I found their reports hit the mark. Seven years ago I was able to find (1) significant numbers of industry personnel at the conference and (2) many talks that were accessible enough for non-academics to understand. This time around there were few industry practitioners I met who were not PhDs. That's not to say there weren't interesting talks. Two I didn't see in person, but read later were the Elkan paper on learning from positive and unlabelled examples and the Grossman paper on Data Clouds. Though-provoking both.

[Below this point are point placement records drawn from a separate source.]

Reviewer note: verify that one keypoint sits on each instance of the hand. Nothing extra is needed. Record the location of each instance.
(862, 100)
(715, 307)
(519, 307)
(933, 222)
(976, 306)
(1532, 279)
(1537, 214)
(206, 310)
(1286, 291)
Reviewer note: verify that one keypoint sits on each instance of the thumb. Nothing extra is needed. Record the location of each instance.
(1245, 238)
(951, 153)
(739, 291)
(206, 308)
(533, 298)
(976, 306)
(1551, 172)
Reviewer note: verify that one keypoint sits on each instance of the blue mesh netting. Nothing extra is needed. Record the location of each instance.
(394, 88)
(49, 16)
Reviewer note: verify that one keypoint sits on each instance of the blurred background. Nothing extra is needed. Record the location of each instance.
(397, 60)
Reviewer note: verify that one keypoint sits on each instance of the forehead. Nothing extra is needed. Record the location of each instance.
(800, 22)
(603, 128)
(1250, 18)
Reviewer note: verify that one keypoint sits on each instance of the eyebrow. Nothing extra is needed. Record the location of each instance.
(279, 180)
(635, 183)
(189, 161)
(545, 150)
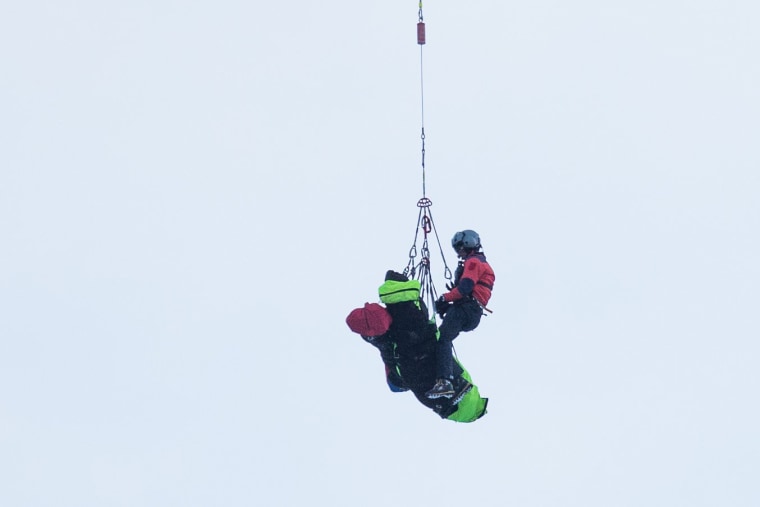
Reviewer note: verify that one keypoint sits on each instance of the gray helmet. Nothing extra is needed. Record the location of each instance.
(466, 239)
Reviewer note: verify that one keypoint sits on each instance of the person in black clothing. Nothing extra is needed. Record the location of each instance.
(407, 338)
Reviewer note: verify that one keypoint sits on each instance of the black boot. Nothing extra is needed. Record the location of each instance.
(441, 389)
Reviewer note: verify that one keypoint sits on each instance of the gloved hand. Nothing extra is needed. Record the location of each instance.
(441, 306)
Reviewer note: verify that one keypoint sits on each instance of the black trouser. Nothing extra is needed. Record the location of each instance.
(464, 315)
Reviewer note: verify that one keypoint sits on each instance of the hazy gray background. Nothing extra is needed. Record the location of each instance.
(193, 196)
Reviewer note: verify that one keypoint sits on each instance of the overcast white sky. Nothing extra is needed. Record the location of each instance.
(193, 196)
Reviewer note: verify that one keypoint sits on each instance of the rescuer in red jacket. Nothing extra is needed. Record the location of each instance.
(462, 307)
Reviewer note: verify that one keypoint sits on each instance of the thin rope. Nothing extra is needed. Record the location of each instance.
(421, 42)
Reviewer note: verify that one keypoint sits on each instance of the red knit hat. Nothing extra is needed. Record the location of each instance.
(372, 320)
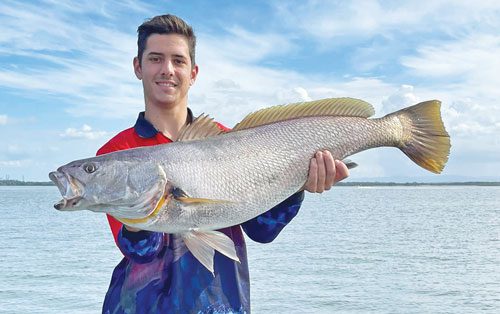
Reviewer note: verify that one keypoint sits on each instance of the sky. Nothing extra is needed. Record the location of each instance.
(67, 83)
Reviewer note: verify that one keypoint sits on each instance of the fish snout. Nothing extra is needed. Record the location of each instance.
(69, 189)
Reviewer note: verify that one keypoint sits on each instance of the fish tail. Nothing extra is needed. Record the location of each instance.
(425, 140)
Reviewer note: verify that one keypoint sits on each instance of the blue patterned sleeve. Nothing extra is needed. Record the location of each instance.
(142, 246)
(266, 227)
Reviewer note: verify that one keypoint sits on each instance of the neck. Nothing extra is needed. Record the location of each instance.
(168, 121)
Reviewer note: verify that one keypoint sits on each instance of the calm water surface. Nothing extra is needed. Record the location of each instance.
(351, 250)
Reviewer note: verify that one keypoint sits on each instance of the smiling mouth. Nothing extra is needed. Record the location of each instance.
(166, 84)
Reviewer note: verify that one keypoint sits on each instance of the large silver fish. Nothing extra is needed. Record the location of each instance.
(210, 179)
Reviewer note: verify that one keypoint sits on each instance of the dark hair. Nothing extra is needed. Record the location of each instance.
(165, 24)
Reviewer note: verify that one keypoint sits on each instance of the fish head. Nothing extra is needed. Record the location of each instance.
(124, 188)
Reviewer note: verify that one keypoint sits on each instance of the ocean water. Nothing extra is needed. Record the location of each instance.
(351, 250)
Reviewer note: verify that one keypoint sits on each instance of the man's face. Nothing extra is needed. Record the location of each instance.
(165, 70)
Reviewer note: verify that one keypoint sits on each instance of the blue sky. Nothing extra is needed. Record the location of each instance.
(67, 83)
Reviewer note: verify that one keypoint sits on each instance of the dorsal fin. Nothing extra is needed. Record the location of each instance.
(349, 107)
(202, 127)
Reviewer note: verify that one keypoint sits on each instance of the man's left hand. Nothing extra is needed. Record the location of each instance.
(324, 172)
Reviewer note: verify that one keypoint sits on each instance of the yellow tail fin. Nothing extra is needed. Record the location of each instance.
(429, 143)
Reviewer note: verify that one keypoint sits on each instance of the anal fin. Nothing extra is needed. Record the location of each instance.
(203, 244)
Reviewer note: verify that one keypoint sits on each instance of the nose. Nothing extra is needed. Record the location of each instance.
(167, 68)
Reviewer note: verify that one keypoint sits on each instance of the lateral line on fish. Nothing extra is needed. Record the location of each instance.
(155, 212)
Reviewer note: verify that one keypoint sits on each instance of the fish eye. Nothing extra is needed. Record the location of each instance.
(89, 167)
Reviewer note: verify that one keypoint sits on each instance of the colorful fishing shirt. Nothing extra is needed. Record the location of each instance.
(159, 275)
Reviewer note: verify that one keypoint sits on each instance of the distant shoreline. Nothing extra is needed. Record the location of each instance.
(364, 184)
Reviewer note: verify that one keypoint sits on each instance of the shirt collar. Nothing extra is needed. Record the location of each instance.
(145, 129)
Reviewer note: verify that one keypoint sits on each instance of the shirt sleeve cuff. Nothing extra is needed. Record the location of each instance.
(142, 246)
(266, 227)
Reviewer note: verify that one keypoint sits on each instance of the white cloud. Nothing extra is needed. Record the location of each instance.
(403, 97)
(350, 21)
(84, 132)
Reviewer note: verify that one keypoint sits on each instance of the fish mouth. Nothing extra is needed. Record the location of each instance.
(70, 189)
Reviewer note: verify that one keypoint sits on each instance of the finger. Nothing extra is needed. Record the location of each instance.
(312, 178)
(320, 186)
(330, 170)
(342, 171)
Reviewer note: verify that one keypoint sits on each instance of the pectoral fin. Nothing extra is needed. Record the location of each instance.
(203, 244)
(349, 163)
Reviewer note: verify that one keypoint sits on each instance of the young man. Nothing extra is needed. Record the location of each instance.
(158, 273)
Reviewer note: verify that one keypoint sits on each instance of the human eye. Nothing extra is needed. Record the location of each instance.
(154, 59)
(179, 61)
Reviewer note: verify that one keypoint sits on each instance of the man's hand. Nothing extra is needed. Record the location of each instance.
(324, 172)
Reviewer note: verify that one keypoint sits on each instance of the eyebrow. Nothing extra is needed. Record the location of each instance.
(162, 55)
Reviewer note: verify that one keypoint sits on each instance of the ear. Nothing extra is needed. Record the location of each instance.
(137, 68)
(194, 74)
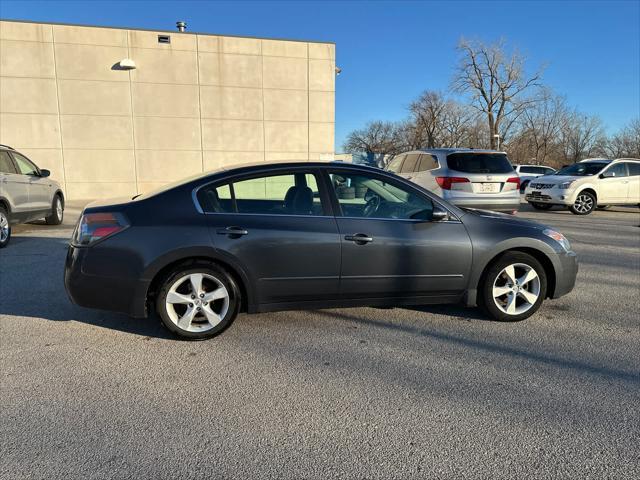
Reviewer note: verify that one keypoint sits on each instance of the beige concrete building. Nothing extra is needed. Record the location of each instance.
(192, 103)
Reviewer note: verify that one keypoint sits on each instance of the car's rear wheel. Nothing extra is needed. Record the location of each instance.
(57, 212)
(5, 228)
(585, 204)
(198, 301)
(513, 287)
(540, 206)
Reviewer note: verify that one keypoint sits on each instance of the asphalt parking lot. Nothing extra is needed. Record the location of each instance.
(353, 393)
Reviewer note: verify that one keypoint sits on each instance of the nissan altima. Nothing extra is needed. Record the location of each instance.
(307, 235)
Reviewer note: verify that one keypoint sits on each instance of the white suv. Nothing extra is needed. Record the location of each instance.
(587, 185)
(26, 193)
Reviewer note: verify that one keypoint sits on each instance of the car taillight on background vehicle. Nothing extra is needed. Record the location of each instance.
(93, 227)
(446, 182)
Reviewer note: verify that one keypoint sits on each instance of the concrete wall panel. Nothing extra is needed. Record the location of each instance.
(28, 95)
(96, 132)
(86, 166)
(165, 133)
(29, 130)
(26, 59)
(91, 97)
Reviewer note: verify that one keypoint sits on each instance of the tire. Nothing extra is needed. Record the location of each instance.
(57, 211)
(585, 204)
(173, 302)
(498, 306)
(5, 228)
(541, 206)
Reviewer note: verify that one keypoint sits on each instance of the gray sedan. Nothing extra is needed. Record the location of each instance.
(306, 235)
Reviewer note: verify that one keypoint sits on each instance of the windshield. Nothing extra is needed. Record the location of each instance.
(471, 162)
(582, 169)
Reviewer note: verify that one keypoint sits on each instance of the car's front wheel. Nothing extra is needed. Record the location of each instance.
(5, 228)
(198, 301)
(585, 204)
(57, 212)
(513, 287)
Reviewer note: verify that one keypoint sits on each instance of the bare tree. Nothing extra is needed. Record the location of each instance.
(497, 83)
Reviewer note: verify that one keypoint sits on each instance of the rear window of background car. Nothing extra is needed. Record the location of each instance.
(469, 162)
(6, 165)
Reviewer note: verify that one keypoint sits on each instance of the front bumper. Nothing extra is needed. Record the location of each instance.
(119, 293)
(552, 196)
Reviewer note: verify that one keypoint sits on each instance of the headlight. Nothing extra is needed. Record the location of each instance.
(558, 237)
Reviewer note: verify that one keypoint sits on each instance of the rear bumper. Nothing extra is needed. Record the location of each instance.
(566, 272)
(115, 293)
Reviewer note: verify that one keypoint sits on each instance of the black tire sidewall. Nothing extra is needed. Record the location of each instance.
(486, 287)
(595, 204)
(53, 218)
(6, 215)
(199, 267)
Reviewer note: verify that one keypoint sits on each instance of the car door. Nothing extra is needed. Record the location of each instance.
(390, 245)
(281, 230)
(13, 186)
(613, 184)
(40, 197)
(633, 194)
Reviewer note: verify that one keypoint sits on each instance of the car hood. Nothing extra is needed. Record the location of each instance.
(505, 218)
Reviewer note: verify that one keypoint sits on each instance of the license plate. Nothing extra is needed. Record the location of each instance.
(489, 187)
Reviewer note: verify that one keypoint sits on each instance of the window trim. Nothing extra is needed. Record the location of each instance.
(267, 172)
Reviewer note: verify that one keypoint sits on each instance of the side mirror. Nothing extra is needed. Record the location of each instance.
(439, 215)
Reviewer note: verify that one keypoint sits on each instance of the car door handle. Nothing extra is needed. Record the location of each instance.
(232, 231)
(359, 238)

The lunch talk by Trevor Hastie was very interesting in talking about regularization, but it was geared toward those who can digest his textbook (which is among the finest data mining / statistical learning texts out there).

Social networking was a key theme of the conference, and it was such a dominant force at the conference that it deserves a separate post.

Lastly, the decline in participation by the business community was nowhere more evident than in the vendors room--only a few data mining software vendors were there, which indicates to me that it isn't viewed as a place to increase sales: if I remember correctly, only Microsoft, Oracle, Statsoft, Salford Systems, and SAS were there. A quick look at the kdnuggets software survey shows who wasn't there.

So it seems that KDD has wandered from a business/academic mix to a more academic conference, which is, of course, the prerogative of the organizers. I'm still searching for a great conference for the data mining practitioner who has the level of understanding of data mining to read and absorb a book like the Witten/Frank machine learning book but desires a more practical approach to the subject.